Но Зоя Воронкова только недоверчиво глядела на нее: уж больно не походил толстогубый и глуповатый Илюша Громов на отличника.
Тамара Андреевна крикнула:
— Васятка! Чайник кипит! Заварку не выливай — я позавчера свежую заварила, — и отвернулась к окну.
Василий вошел с перепачканными пойлом руками — кормил поросенка, загремел умывальником, потом вытащил из шкафа большую кружку, налил чай и поставил перед женой. Тамара Андреевна, не глядя, потянулась к сахарнице.
— Ты смотри, Вась: Агнюха-то развеселлилась — окно отворила! Опять, поди, пластинки крутит.
Она привстала и открыла форточку. «Травы-травы-травы не успели...» — орал на всю улицу проигрыватель, а пьяные голоса вразнобой тянули вслед: «От росы серебряной согнуцца...». Агнюхин голос выделялся среди мужских, и Тамара Андреевна довольно отметила:
— Борька-то еще и дружков зазвал...
Ветер расчистил небо, от хмурого утра не сталось и следа — осень дарила Излукам еще одно солнечное воскресенье. Агнюхиной компании, видно, стало жарко в доме. Сначала во двор выскочила хозяйка в вечном своем халате — единственной одежде, предназначенной на все случаи жизни («и в пир, и в мир, и в подоконье» — говорила Тамара Андреевна про этот Агнюхин наряд). За хозяйкой вышли Борис и двое мужиков, уже изрядно нагрузившиеся. Тамара Андреевна узнала в одном Вальку Пивоварова, известного пьянчужку, охотника выпить на дармовщинку. А второй был...

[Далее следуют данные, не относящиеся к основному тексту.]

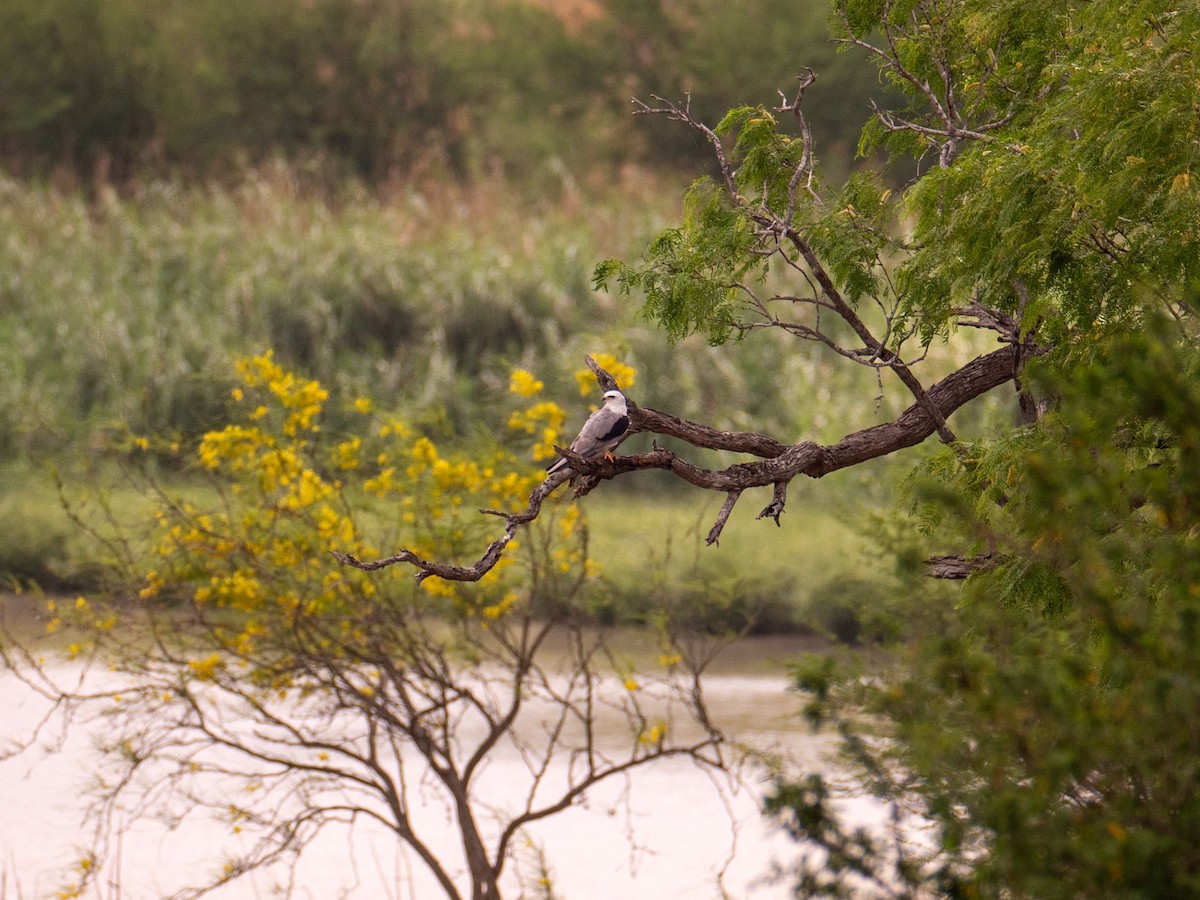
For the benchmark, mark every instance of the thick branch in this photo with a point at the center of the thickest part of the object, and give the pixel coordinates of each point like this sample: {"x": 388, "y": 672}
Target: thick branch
{"x": 777, "y": 466}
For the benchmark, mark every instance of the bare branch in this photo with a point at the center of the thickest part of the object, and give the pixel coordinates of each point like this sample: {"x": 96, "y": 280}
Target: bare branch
{"x": 779, "y": 463}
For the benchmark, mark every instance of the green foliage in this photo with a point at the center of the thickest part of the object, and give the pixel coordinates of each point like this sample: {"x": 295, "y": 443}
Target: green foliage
{"x": 689, "y": 275}
{"x": 379, "y": 88}
{"x": 1085, "y": 190}
{"x": 1044, "y": 724}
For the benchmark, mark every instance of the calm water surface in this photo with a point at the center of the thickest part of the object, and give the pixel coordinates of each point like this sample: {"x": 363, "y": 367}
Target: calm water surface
{"x": 670, "y": 831}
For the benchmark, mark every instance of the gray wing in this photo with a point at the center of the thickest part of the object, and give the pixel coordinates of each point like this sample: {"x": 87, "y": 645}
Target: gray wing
{"x": 599, "y": 432}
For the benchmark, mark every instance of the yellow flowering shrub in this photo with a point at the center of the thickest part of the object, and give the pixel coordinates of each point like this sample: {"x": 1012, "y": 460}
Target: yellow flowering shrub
{"x": 256, "y": 564}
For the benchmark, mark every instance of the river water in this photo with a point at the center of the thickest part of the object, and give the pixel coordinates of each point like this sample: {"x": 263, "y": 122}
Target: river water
{"x": 670, "y": 831}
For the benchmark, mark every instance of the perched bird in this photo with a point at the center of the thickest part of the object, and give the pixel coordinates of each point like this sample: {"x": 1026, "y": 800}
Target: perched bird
{"x": 600, "y": 433}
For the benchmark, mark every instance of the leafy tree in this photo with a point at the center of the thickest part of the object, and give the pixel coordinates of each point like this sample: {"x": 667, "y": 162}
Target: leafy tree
{"x": 1044, "y": 730}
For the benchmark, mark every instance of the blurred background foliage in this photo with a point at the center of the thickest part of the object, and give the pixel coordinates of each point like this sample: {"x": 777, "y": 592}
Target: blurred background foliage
{"x": 403, "y": 199}
{"x": 383, "y": 89}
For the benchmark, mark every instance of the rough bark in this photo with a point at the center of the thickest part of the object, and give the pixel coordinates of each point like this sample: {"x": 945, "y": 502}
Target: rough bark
{"x": 778, "y": 463}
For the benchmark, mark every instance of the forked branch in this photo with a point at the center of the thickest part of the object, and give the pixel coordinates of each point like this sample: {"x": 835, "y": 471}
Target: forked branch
{"x": 775, "y": 463}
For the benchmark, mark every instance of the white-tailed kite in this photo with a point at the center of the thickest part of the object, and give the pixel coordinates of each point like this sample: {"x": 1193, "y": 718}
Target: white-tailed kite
{"x": 600, "y": 433}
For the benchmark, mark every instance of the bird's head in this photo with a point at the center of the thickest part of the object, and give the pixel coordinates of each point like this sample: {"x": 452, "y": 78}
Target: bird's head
{"x": 615, "y": 400}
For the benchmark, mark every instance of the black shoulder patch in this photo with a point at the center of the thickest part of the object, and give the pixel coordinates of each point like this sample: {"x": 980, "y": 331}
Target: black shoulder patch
{"x": 617, "y": 430}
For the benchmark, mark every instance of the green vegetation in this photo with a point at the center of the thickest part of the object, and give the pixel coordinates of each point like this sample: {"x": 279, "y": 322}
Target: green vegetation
{"x": 383, "y": 89}
{"x": 275, "y": 177}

— Любашка, гли-ко, ваш Митька Хренов!..
Люба вышла из "комнаты, взглянула в окно.
— Ну!.. Он! Хорошо хоть, его в восьмом у нас выперли, а то спился бы еще в школе! Одноклассничек!..
Мать и дочь с интересом уставились в окно. Гулянка в соседском дворе шла вовсю. Агнюха, раскрасневшаяся, веселая, старалась переорать приемник: «К милой подойду!.. Я-а!.. Глаз поднять!.. Не смея-а!..» Она попыталась даже плясать, пьяно кренясь то в одну, то в другую сторону, и мужики, ухмыляясь, захлопали в ладошки.
Тамара Андреевна осуждающе сказала:
— Вот ведь и голова у человека ни о чем не болит. Ни стирки, ни готовки... Выходной — дак выходной: на всю катушку!
Пластинка кончилась. Агния что-то говорила мужикам, помогая жестами, потом они пошли в огород. Тамара Андреевна отправила Любашку делать уроки, а сама, задернув занавеску, притаилась у окна. Форточка была открыта, огород Барабукиных лежал прямо под окнами Громовых, и Тамара Андреевна все отлично видела и слышала.
— Когда переедем, огород продадим. Надо только забор поднять, — Борис тяжело наклонился вперед и с трудом приподнял почти упавшую изгородь, разделявшую соседские участки.
— Жалко уезжать, — пьяно хохотнула Агнюха. — Хорошо в деревне летом...
Пивоваров что-то попытался сказать, но запнулся и, помычав, махнул рукой. Митька хлопнул его по плечу: «Все будет отлищно! Мы с Валей вас перевезем. Верно, Валюха?» Пивоваров согласно кивнул и снова замычал, силясь заговорить.
«Перевезем? — удивилась Тамара Андреевна. — Как это — перевезем? Они что, уезжают?» Мысли ее забегали, как заводные. Вообще-то Агния как-то говорила, что ей обещают квартиру от фабрики, где она работала. Да никто всерьез и не подумал об этом: мало ли что спьяну может наболтать Барабукина?! А, оказывается, правда. Огород, говорит, продадут...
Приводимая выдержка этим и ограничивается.